The combination kept Finkelstein’s cancer in check until August 2021, when she experienced a number of cancer progressions. She switched to a different type of hormonal therapy called Faslodex (fulvestrant), which is a selective estrogen receptor degrader (SERD). In April 2022, she started using another CDK4/6 inhibitor called Kisqali (ribociclib). In both cases, Finkelstein had radiation to treat new cancer growth on her bones.
In February 2023, she switched to Orserdu (elacestrant), a SERD approved by the FDA in January 2023 for people whose cancer develops a mutation called ESR1. This mutation, which indicates resistance to hormone therapy, develops in 20% to 40% of patients with metastatic breast cancer after they are treated with aromatase inhibitors such as Femara. Studies showed that Orserdu could extend the time without progression to 3.8 months, compared with 1.9 months with other standards of care in postmenopausal women and adult men whose cancer developed this mutation after taking at least one line of endocrine therapy.

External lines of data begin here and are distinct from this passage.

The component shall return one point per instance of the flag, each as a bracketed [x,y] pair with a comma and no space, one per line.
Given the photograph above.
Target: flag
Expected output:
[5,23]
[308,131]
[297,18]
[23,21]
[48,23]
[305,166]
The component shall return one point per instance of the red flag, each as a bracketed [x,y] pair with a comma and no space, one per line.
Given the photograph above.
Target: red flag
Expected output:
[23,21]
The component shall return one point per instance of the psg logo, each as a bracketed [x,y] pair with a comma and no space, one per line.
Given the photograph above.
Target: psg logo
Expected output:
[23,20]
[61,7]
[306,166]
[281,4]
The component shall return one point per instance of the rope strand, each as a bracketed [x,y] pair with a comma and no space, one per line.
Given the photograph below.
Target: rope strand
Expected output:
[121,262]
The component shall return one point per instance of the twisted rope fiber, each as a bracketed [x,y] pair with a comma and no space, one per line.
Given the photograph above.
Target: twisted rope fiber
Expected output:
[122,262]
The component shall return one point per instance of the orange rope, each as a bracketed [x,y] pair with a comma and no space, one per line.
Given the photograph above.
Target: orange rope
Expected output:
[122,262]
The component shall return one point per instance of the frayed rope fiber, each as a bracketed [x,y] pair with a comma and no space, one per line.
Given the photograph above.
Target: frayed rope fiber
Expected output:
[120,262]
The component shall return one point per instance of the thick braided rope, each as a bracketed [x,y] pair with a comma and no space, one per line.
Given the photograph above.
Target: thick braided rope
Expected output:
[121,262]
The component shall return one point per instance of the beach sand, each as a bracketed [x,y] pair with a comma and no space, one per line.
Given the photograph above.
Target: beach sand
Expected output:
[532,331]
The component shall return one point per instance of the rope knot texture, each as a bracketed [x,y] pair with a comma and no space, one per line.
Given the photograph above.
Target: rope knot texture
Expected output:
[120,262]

In May 2023, Finkelstein learned the cancer had metastasized to her liver, so she switched to a targeted PI3K inhibitor called Piqray (alpelisib), a drug for people whose cancer harbors a mutation in the PIK3CA gene that causes the PI3K protein to be overactive and spur excessive cell growth. Piqray blocks PI3K. The drug was approved for use with Faslodex in 2019 after studies showed patients with PIK3CA-mutated advanced breast cancer who took the combination lived 11 months without their cancer progressing, compared with 5.7 months for those who took Faslodex plus a placebo. This drug caused Finkelstein’s blood glucose levels to rise to the point that she needed daily insulin injections to continue the treatment. Still, she liked Piqray because it did not sap her energy the way other treatments have.
Keeping Pace
Finkelstein, now 70, is grateful for the range of treatment options that have been available to her over the years—developments that have often kept pace with each of her cancer progressions. Ibrance was approved in 2015, a few years before she started on it, and Orserdu received approval in January 2023, just weeks before she took her first dose. The pace of discovery and FDA approvals “gives you hope that you can hold it steady as long as possible,” Finkelstein says.
But with these options also comes decisions and disappointment. In September 2023, she learned she had a mass in her liver. She stopped taking Piqray and started to take Xeloda (capecitabine), which is an oral chemotherapy drug. She is also looking into clinical trials.
Finkelstein urges people with metastatic breast cancer to find an approachable, collaborative oncologist. About two years after she was diagnosed with metastatic disease, she switched to an oncologist who she felt did a better job discussing treatment options and describing her rationale for making changes.
Choosing to see a new oncologist “was the best thing I ever did,” she says. “Having open, honest discussions with my oncologist has been key. She has a good understanding of my approach to my treatment,” Finkelstein says.
While the ultimate goal of treatment is to eradicate breast cancer, for now, a more attainable goal for patients with metastatic disease is to “at least keep it under control and turn it into a disease that patients can live with for a long time,” says Modi of Memorial Sloan Kettering Cancer Center. “Having a lot of [treatment] options is important. And the fact that we’re now seeing gains in prolonging the survival of stage IV patients with the newer drugs leaves me hopeful that we are moving the needle.”